Exception vs Result

One rough edge I’ve found with open variant error types is that they don’t seem to work well with exhaustiveness checking. For example, the following compiles just fine despite the superfluous Error `bar case:

module M : sig
  val foo : (unit, [> `foo ]) Result.t
end = struct
  let foo = Error `foo

let () =
  match M.foo with
  | Ok () -> ()
  | Error `foo -> ()
  | Error `bar -> ()

We can change the type to val foo : (unit, [ `foo ]) Result.t, but only at the cost of unification with other errors:

# let l = [ M.foo; Error `bar ];;
Line 1, characters 23-27:
Error: This expression has type [> `bar ]
       but an expression was expected of type [ `foo ]
       The second variant type does not allow tag(s) `bar

Or you can do a more painful coercion:

let l = [ (M.foo :> (_, [ `foo | `bar ]) Result.t); Error `bar ]

If anyone has a better technique for working with these, I’m all ears!


I’m holding onto the ledge of not diverging into a generalized “discourse” on the merits of monadic styles by my fingertips :wink:

This is a very helpful clarification; I was not aware offhand of raise_notrace, thank you. I can certainly see its usefulness (especially for those rare cases when I might use exceptions for nonlocal returns and control flow that won’t escape some library boundary), but the prospect of code using this approach widely (and thus gutting exceptions’ utility for locating the source of errors) just for the hope of a smidgen more performance is unpleasant.

I think grounding any part of an exceptions vs. result debate/decision on performance is misguided in general. The ballgame for 99.5% of contexts is error-handling and sometimes recovery, and in these contexts, performance just isn’t a significant criterion in my experience.

I won’t dispute the truth of this in any formal sense, just because the operational semantics of those primitives are formally equivalent to their monadic reformulations, doesn’t mean they are equivalent experientially or with regard to programmer understanding/comprehension. While in the fray, programmers think they understand what’s happening in their program when using mutable state or non-local control mechanisms or IO or concurrency primitives, but we clearly do not. The awkwardness that sometimes comes with monadic approaches to these primitives is often a consequence of our being forced to directly confront their essential complexity, rather than letting them float about ambiently.

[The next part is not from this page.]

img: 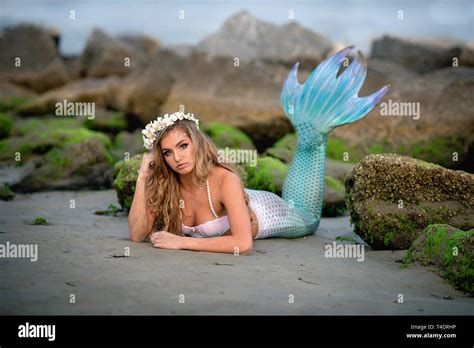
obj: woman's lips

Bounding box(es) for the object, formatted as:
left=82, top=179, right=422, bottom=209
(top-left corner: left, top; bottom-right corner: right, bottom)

Just as a brief experience report, I had a fantastic outcome recently in refactoring a stdlib Result-based program of some complexity that also had some “side channel” state that had to be aggregated here and there. Handling the latter was incredibly awkward, using a ref off to the side…in my prior lisp life, I would have used a dynamically-scoped variable. But, BAP’s monads transformer library was waiting for me, and I was able to replace the mess with a very tidy State+Result monad, with zero performance penalty according to my benchmarking at the time of the switch.

1 Like

Unfortunately, that is not true. If you have compiled your OCaml program with option -g and if you have called Printexc.record_backtrace, the exception backtrace is materialized as soon as you call Stdlib.raise. (As already hinted, that is why Stdlib.raise_notrace exists in the first place.) There is no way to create this backtrace after the fact. Either it is created by Stdlib.raise or it does not exist.

1 Like

I don’t have a solution to the problem, but just pointing out that this plays with with exhaustivness checking: if you had failed to handle the foo then you would get an error as expected, so the errors are checked exhaustively. But yes, it does mean you can try to handle errors you’ll never actually get.

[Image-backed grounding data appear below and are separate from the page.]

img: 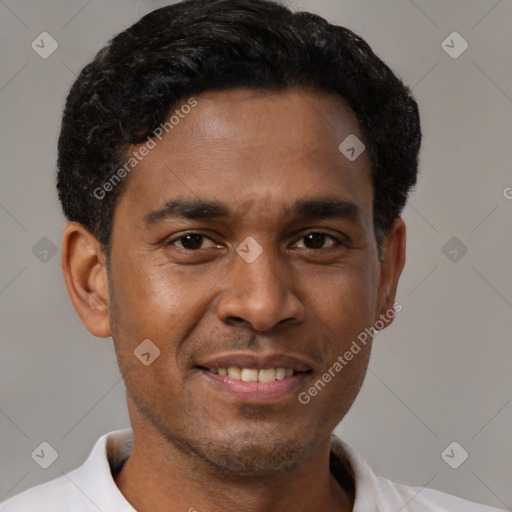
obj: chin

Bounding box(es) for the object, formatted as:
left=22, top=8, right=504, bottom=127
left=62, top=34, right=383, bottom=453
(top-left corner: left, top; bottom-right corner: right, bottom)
left=131, top=389, right=328, bottom=474
left=157, top=420, right=319, bottom=475
left=186, top=433, right=316, bottom=474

Not a great solution but you can specify the type, see below. Also, if you don’t necessarily care about the specific error but the type you can catch with match foo with | #M.err -> ...

module M : sig
  type err = [`foo]
  val foo : (unit, [> err ]) Result.t
end = struct
  type err = [`foo]
  let foo = Error `foo

let () =
  match M.foo with
  | Ok () -> ()
  | Error (`foo : M.err) -> ()
  | Error (`bar : M.err) -> ()
1 Like

TL;DR it appears that @silene is correct, that OCaml does record the backtrace (and pays a cost proportional to stack-depth) but this is only a small part of the cost of “materializing the backtrace” into the heap (which would need to be done to carry it around in a Result).

First, thank you for pointing this out: my understanding was based on seeing that exception backtraces aren’t reliably recorded, and the only way to really be sure of getting one, is to ask for it right after the exception is caught the first time.

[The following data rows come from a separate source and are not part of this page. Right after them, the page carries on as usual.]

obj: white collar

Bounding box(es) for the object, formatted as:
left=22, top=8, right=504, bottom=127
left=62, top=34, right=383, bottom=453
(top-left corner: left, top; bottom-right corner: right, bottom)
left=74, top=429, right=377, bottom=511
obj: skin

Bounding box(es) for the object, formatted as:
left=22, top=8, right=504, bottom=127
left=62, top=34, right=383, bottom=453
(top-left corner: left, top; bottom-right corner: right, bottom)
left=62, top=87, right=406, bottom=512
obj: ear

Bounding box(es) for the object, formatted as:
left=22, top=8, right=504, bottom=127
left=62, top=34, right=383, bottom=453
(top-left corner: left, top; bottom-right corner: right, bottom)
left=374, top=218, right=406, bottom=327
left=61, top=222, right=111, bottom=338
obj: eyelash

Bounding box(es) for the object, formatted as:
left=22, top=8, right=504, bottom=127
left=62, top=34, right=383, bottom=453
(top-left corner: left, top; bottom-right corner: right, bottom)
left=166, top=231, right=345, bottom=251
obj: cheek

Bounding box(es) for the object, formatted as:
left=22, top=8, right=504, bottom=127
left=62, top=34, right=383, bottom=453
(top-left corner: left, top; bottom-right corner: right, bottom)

But second [now, digging thru the source … ah, isn’t the source a dream to read thru?] I find that there are two steps: (1) copy the backtrace from the stack-frames into a “backtrace buffer” (which appears to be associated with the global state (and hence apparently static ?), and (2) copying that into a heap-allocated array for the application to use or discard, e.g. for adding to a Result.

I wrote a little test to check this out. I’ll insert the results, followed by the test and makefile. It’s possible I’ve done something wrong. The test:

(1) call record_backtrace
(2) with a flag, either calls get_backtrace() or does not, at the point it catches the exception
(3) and then K times, does a depth-N recursion, where it does a try/with block – within which it does a depth-M recursion, and inside that it does a failwith.
(4) so as we vary N, we are varying the depth of the stack
(5) varying M varies the depth of the stack between the try-catch and the raise (not as interesting)
(6) and we can control whether get_backtrace gets called to materialize the backtrace to the heap.
(7) the test is run as test1 <get-backtrace> <n> <m> <k>

It seems that indeed, the cost of a raise/catch is proportional to the depth of the stack. But also that get_backtrace adds 10x to that cost.


./test1 false run1 1000 10 100
run1@100: 0.000066
./test1 true run1 1000 10 100
run1@100: 0.052373
./test1 false run1 10000 10 100
run1@100: 0.000741
./test1 true run1 10000 10 100
run1@100: 0.054388
./test1 false run1 100000 10 100
run1@100: 0.006881
./test1 true run1 100000 10 100
run1@100: 0.077785

source (e1.ml)

Printexc.record_backtrace true ;;

let get_backtrace = ref true ;;

let depth pre f post n =
let rec drec n =
    pre () ;
    let rv =
      if n = 0 then f() else drec (n-1) 
    in post () ; rv
in drec n

let raiser () = 
  failwith "caught" ;;

let catcher pre post k =
    depth pre raiser post k
  with Failure _ ->
    if !get_backtrace then

let nop () = () ;;

let harness ~tag reps f =
  let stime = Unix.gettimeofday() in
  let () = f() in
  let etime = Unix.gettimeofday () in
  Fmt.(pf stdout "%s@%d: %f\n%!" tag reps (etime -. stime))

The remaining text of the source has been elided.